Le stéréoscope des solitaires - critique


Après plusieurs mois sans représentations provocatrices de réflexions (à part un Guignol à Lyon- joli moment obtenu malgré l'employée de l'office de tourisme qui refusait de me renseigner parce que j'étais une adulte et qu'il est impensable qu'un adulte assiste à un spectacle pour enfant...)

Après un temps de vide donc, me voici avec plusieurs choses (je ne sais pas si le mot « pièce de théâtre » convient) à commenter.

Le bouleversant Vortex de Phia Ménard … (voir article)

Et aujourd'hui Le stéréoscope des solitaires de Juan Rodolfo Wilcock, dans une mise en scène de Ingrid von Wantoch Rekowski .

La représentation a lieu dans un espace réduit, comme Vortex (la comparaison s'arrête là).
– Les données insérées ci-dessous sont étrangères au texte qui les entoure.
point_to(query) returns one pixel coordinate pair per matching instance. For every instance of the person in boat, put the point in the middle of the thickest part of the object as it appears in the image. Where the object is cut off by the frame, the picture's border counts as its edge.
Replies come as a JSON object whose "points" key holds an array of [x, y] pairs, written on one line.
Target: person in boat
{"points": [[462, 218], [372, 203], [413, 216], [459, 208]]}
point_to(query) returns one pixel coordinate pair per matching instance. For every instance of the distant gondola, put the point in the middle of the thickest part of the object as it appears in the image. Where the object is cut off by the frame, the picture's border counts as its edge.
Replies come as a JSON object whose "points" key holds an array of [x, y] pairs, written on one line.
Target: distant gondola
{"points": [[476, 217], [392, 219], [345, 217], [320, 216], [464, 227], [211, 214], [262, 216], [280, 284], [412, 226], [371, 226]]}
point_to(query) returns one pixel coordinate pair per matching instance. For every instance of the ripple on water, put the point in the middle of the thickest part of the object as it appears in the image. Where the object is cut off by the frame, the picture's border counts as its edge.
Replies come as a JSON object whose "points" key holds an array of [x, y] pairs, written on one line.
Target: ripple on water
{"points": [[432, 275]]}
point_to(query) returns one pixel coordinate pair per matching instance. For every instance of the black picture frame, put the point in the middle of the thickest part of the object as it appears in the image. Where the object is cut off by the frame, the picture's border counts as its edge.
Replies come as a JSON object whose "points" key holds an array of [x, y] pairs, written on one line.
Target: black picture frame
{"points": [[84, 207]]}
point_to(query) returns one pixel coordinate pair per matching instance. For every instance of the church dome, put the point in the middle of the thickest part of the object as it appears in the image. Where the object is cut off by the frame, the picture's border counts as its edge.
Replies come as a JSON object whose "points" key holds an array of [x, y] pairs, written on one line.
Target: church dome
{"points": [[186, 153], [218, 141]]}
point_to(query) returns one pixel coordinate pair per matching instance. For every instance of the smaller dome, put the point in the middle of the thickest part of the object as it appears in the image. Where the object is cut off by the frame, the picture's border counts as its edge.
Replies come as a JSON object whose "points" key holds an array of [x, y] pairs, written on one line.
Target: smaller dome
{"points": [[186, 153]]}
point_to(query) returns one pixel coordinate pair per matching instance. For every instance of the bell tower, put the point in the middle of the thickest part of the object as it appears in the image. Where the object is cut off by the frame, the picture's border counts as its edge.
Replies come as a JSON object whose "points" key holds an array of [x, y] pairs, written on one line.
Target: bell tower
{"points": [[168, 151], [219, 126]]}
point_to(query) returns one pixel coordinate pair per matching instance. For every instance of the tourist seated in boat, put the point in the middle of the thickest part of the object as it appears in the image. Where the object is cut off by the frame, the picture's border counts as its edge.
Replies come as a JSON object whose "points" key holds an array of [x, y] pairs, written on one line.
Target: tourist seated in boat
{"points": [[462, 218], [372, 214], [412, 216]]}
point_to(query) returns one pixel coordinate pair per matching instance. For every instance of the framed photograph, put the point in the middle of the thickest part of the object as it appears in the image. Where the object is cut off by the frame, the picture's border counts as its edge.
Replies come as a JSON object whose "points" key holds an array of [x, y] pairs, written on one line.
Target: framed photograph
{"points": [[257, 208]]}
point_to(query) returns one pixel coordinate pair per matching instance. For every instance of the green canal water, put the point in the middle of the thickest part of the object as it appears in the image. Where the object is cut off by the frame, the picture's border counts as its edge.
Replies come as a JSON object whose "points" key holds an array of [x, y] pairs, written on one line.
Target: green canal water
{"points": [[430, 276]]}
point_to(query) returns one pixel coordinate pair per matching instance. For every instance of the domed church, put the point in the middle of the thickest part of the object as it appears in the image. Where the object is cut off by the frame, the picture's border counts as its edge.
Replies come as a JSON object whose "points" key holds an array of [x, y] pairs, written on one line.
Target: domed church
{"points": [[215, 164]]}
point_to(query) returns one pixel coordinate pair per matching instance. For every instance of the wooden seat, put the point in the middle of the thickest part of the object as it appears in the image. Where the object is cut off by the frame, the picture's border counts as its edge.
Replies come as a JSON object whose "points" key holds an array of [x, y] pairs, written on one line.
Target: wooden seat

Tout se concentre sur la piste d'un cirque historique, 4 musiciens sont installés à 4 points cardinaux dans les gradins.

On rentre par groupes de 6 personnes, pour faciliter la fluidité. Je ne pense pas que nous dépassions la soixantaine de spectateurs.

Je suis tentée de mettre entre guillemets tous les mots que j'emploie.

Y a-t-il spectacle ? Y a-t-il installation ? Y a-t-il des acteurs ? Des danseurs ? Y a-t-il des spectateurs ? Seuls les musiciens ont une existence repérée et repérable, même s'ils adoptent des gestes de robots très stéréotypés et pauvres de signification.

Réglons tout de suite ce qui concerne la musique : il s'agit d'une composition contemporaine très crissante et qui tire parti des grincements pour les cordes, de la rupture soudaine pour les cuivres. Intéressante. (dans un autre contexte)

Et revenons à notre cheminement de spectateur (?). On entre directement dans un amoncellement de cartons blancs qui a dû demander un travail colossal. Une piste se crée, très étroite entre les piles ; elle guide et égare dans un espace chaotique. Des objets, rares, sont placés ici ou là. On ne saurait dire s'il s'agit de récup (il existe des créations merveilleuses issues de ce principe de modification d'objets abandonnés) ou si ce sont de vrais objets laissés à l'abandon à moitié cassés et vaguement rafistolés.. On les retrouve parfois à l'intérieur des cartons par un jeu d'ouvertures rectangulaires, aléatoires et variables.Ce sont souvent les mêmes (une cuillère aplatie, un tortillon de métal, une râpe à fromage). Quelques uns sont éclairés. On reste dans des tons allant du marron au noir, passant par le gris. Monde de l'étrange ? Pour dire que les personnages sont brisés ? La métaphore serait trop banale et trop facile. Quelques autres objets relatifs au temps, encore métaphore usée et plaquée...

Au hasard d'un angle on découvre un comédien affublé d'un masque magnifique. Il est figé, statue dont on sent qu'elle va s'animer. Il y a un pingouin, une chèvre, un rat, une grenouille, un renard d'une grande beauté. Face d'animal et corps d'humain au costume déterminé (long manteau, pull et sac à dos..) On pense à Grandville ou à des personnages de Benno Besson, Porras ou Arias... Mais vite le souvenir s'interrompt. Il y a aussi un autre personnage, sans masque, dans une combinaison fluide blanche. A la sortie, elle sera dans les conversations « le caniche », alors que les autres seront « celui qui avait un masque de.... » Une inversion ? Le seul à avoir une apparence humaine est un animal et ceux qui sont travestis sont sentis humains cachés par un masque.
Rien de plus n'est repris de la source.